Und natürlich gibt es jene, die trotz Prüfungsstress der Wissenschaft einen Dienst erweisen und die Promotion fixfax durchziehen. Die charakterstarken Studenten eben. Zu denen ich nicht zählte.


Aber als ich während meiner Assis­tenzarzttätigkeit überraschend eine Praxis angeboten bekam, musste ich mich entscheiden. Die Praxisschilder waren bestellt und mein Freund Peter, Inhaber von Schilder-  und Schlüsseldienst, fragte mehrmals nach, ob er sie jetzt mit oder ohne „Dr.“ anfertigen sollte. Die Zeit drängte also. Die Überlegung, erst ohne den Titel, um juristisch korrekt zu sein, und später das Schild auszuwechseln, befriedigte nicht. Das wären so halbe Sachen gewesen. Außerdem hätte der Schilderwechsel so ausgesehen, als sei einem der „Doktor“ wichtig. Das wollte man aber nicht gerne zugeben.

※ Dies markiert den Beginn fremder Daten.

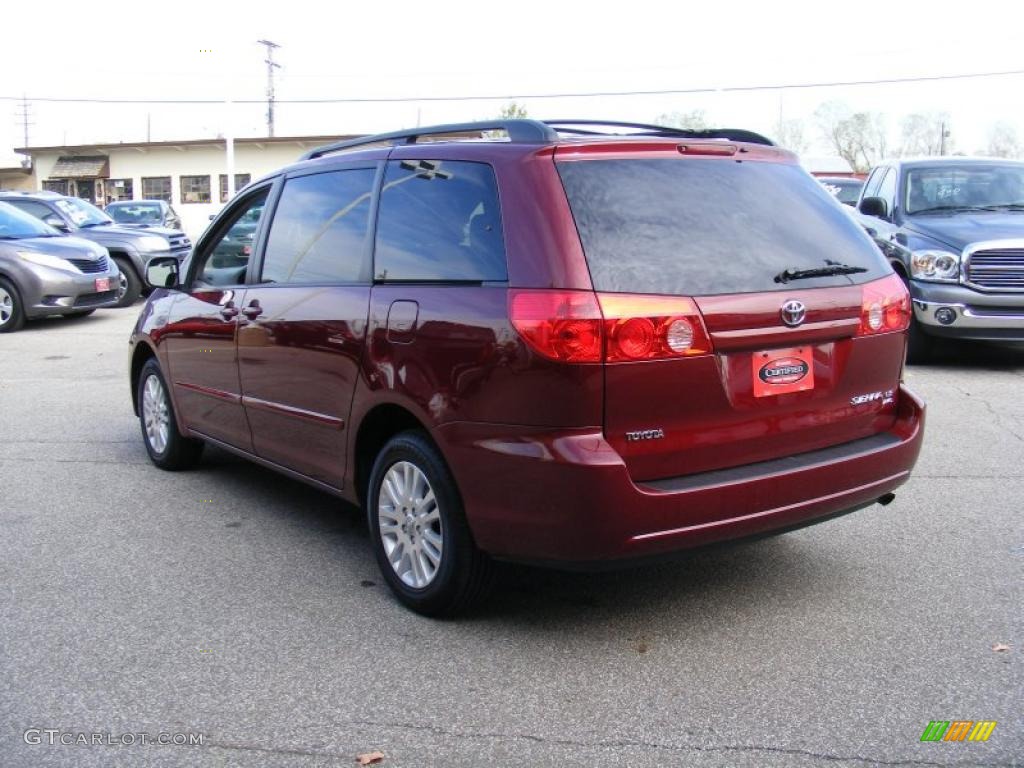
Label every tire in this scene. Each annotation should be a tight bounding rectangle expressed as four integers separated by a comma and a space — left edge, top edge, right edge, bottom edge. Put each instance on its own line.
114, 256, 142, 306
136, 357, 203, 471
0, 278, 25, 334
367, 431, 494, 616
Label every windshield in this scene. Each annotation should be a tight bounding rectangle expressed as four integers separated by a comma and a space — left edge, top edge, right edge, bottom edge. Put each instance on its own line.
558, 159, 889, 296
106, 203, 162, 224
54, 198, 113, 226
0, 203, 60, 240
906, 164, 1024, 213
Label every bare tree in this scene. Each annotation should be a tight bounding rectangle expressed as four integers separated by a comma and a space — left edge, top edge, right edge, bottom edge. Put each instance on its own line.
814, 101, 889, 173
986, 121, 1024, 158
498, 101, 528, 120
899, 112, 953, 157
774, 118, 810, 155
654, 110, 708, 131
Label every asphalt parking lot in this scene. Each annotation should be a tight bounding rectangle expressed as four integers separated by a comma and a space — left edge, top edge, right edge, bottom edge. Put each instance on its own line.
0, 307, 1024, 768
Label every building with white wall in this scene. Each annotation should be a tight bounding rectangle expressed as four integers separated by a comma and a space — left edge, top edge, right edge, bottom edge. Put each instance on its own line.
8, 136, 354, 240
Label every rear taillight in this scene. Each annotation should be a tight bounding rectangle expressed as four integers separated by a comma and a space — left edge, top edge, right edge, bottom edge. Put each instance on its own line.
509, 291, 601, 362
597, 293, 711, 362
857, 274, 910, 336
509, 291, 712, 362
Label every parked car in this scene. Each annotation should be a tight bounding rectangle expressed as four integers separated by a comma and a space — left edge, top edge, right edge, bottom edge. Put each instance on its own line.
816, 176, 864, 206
104, 200, 181, 229
858, 158, 1024, 362
0, 203, 119, 333
0, 191, 191, 306
130, 120, 924, 614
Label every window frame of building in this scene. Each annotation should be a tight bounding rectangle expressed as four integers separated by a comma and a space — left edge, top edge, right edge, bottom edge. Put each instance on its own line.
104, 178, 135, 203
178, 173, 213, 205
220, 173, 253, 203
140, 176, 174, 203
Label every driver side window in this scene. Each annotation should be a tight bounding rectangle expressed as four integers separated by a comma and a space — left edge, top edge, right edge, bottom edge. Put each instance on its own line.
195, 187, 269, 288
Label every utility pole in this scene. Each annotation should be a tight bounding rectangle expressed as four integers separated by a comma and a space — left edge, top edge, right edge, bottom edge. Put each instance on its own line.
256, 40, 281, 136
17, 93, 35, 168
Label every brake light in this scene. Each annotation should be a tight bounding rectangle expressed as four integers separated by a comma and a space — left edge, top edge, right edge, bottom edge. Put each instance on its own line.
597, 293, 711, 362
857, 274, 910, 336
509, 291, 712, 362
509, 291, 601, 362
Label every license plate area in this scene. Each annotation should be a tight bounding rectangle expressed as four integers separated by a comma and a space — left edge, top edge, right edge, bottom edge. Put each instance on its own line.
751, 345, 814, 397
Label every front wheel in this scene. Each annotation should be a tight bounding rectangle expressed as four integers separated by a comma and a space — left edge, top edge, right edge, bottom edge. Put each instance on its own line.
114, 258, 142, 306
137, 357, 203, 470
0, 278, 25, 334
367, 432, 493, 616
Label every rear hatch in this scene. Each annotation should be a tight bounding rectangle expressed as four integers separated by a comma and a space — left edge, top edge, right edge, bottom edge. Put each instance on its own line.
556, 142, 909, 481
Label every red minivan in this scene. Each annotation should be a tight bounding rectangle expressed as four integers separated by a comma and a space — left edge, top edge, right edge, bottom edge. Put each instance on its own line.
131, 120, 925, 615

Der Titel hat für viele die Bedeutung des Wurmfortsatzes

Es war damals nicht so lange her, dass wir gerufen hatten: „Unter den Talaren – Muff von tausend Jahren!“ Der Doktorhut auf dem Kopf kommt einem aber ziemlich albern vor, wenn man wenige Jahre zuvor mit Tomaten und Kriegsgeschrei gegen hierarchische Strukturen protestierte. Das ist wie Wasser predigen und Wein trinken.


Jedenfalls schloss ich eilig die weit gediehene Arbeit ab. Aus Eitelkeit? Mir war, wie ich zugebe, die Kollegin nicht unsympathisch, die auf die Frage, ob sie Wert auf die Anrede „Frau Doktor“ lege, mit zusammen gepressten Lippen antwortete: „Die Zeit muss sein!“


Lassen wir es gut sein. Denn je mehr man sich in die besondere Dialektik des „Dr. med.“ versenkt, umso tiefer gerät man in trübes Fahrwasser. So hat man sich beispielsweise Titel und Würden auch immer schon erheiratet. Ein uralter Stammtischwitz unter Medizinern geht so: Die Ehefrau von Dr. Huber steht am Gartentor. Der Patient zieht den Hut und fragt: „Grüß Gott, Frau Doktor, ist der Huber da?“


So leicht kann er hergehen, der Doktortitel. Das sollte doch auch in politischen Karrieristenkreisen bekannt sein. Warum dann bloß all dieser Aufwand, Amigos?